End of day comment – 04 December 2025. Another mixed day. Flows were balanced but ETFs now are net sellers. With the UST move and yields higher spreads tightened in overall but the undercurrent paints a mixed picture. What definitely has found its feet are belly bonds in general and new issue bonds which underperformed and now look may be cheap enough. Take DHBKQD 31s which didn't see many upgrades since it was issued closing +0.125pt/3bp. Also in the belly ADGLXY 34s were bought aggressively today closing +0.25pt/-5bp. Against this though long end bonds remained for sale throughout the day, nevertheless on slightly lower cash price levels most bonds found clearing levels.
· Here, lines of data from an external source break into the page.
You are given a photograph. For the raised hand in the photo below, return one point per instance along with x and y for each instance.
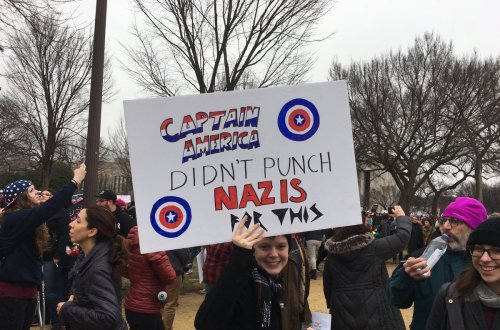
(247, 238)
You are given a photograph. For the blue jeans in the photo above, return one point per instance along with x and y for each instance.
(54, 289)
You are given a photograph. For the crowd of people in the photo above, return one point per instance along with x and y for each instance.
(252, 282)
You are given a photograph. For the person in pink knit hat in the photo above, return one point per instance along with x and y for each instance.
(410, 285)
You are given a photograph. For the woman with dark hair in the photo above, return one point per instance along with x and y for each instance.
(95, 295)
(355, 276)
(473, 300)
(247, 296)
(23, 239)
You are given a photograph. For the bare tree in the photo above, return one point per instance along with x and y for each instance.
(403, 117)
(385, 195)
(117, 148)
(478, 106)
(49, 79)
(14, 146)
(207, 45)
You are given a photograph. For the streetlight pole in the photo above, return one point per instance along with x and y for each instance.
(94, 124)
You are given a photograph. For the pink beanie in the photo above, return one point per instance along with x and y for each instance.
(467, 209)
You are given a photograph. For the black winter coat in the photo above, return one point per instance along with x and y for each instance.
(232, 304)
(59, 236)
(97, 297)
(449, 313)
(355, 279)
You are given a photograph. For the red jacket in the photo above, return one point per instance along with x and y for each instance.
(149, 274)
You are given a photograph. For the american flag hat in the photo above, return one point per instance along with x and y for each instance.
(14, 189)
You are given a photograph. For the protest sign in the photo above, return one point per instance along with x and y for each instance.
(283, 155)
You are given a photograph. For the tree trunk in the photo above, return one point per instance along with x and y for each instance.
(478, 176)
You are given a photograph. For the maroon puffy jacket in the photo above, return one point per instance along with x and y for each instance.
(149, 274)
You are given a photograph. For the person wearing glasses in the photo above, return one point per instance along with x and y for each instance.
(473, 300)
(411, 285)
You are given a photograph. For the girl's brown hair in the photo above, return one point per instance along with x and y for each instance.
(104, 221)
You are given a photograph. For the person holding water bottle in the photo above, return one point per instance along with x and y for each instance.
(415, 283)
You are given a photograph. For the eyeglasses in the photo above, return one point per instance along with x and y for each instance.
(478, 251)
(452, 221)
Closing the likes of QATAR long end, ADGB long end, ADNOCM 54s or ADQABU 54s -0.25pt/unch. Higher beta credit still are better bid although the ETF outflows provided some OMAN belly bonds. Closing the OMAN and MOROC curve about unch in cash and 2/3bp tighter. CORPS like ALDAR and DPWDU which widened out sharply yesterday also seem to have found some buying interest at wider level but overall still feel offered, closing those also unch/-2bp.
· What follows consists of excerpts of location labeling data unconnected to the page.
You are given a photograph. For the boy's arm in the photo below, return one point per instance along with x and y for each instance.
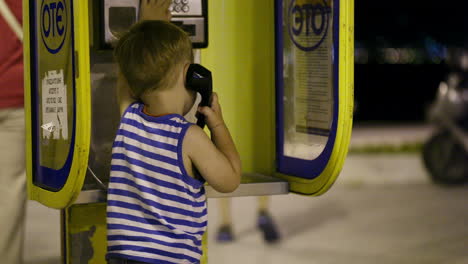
(124, 98)
(217, 159)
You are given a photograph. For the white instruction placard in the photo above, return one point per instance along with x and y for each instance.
(54, 105)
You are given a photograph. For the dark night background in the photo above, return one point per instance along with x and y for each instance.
(396, 90)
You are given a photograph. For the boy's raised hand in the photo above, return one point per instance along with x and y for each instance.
(213, 114)
(155, 10)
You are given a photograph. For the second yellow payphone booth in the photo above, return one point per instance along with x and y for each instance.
(283, 69)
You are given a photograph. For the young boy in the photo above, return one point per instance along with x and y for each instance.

MIDDLE EAST - MACRO / MARKETS

Algeria’s expanding budget and turn toward debt financing. Algeria plans to raise state spending to 17.69 trillion dinars (USD136bn) in 2026, marking a third consecutive  annual increase of about 5%, largely to sustain its extensive social safety net – including wages, pensions, benefits, and subsidies that make up over 40% of expenditures, even as energy export volumes decline due to rising domestic demand and overall state revenue is projected to fall 6% to 8.01 trillion dinars, covering less than half of spending and widening the fiscal deficit. Temporary gains from post-Ukraine war energy exports have faded, while limited diversification and stagnant hydrocarbon output continue to constrain revenue. In a notable policy shift for the traditionally debt-averse OPEC member, authorities are preparing to issue a rare Islamic bond (sukuk) in early 2026, potentially around USD2.3bn, to diversify public funding as financing pressures grow. Despite these fiscal strains, the government forecasts accelerating growth to 4.5% by 2028, driven by non-hydrocarbon sectors such as mining, manufacturing, and tourism, although the central bank warns that sustained pressure on energy prices poses ongoing risks to public finances.

Gulf PMI signals broad non-oil business expansion. Recent PMI data point to continued strength in the GCC’s non-oil private sectors, with the UAE PMI rising to 54.8 in November from 53.8, its fastest output growth in almost a year as new orders surged and hiring reached an 18-month high, despite rising input costs. Within the UAE, Dubai PMI remained robust at around 54.5, supported by strong activity in services and construction alongside solid demand. Saudi Arabia continued to lead the region, with the PMI at about 58.5, signalling rapid expansion in business activity and output even as the pace of new-order growth moderated slightly from October’s highs. Qatar’s PMI rose to 51.8 from 50.6, reflecting sustained growth in services, tourism, and projects tied to diversification. Altogether, the PMI surveys indicate broad-based momentum across the Gulf’s non-oil economies.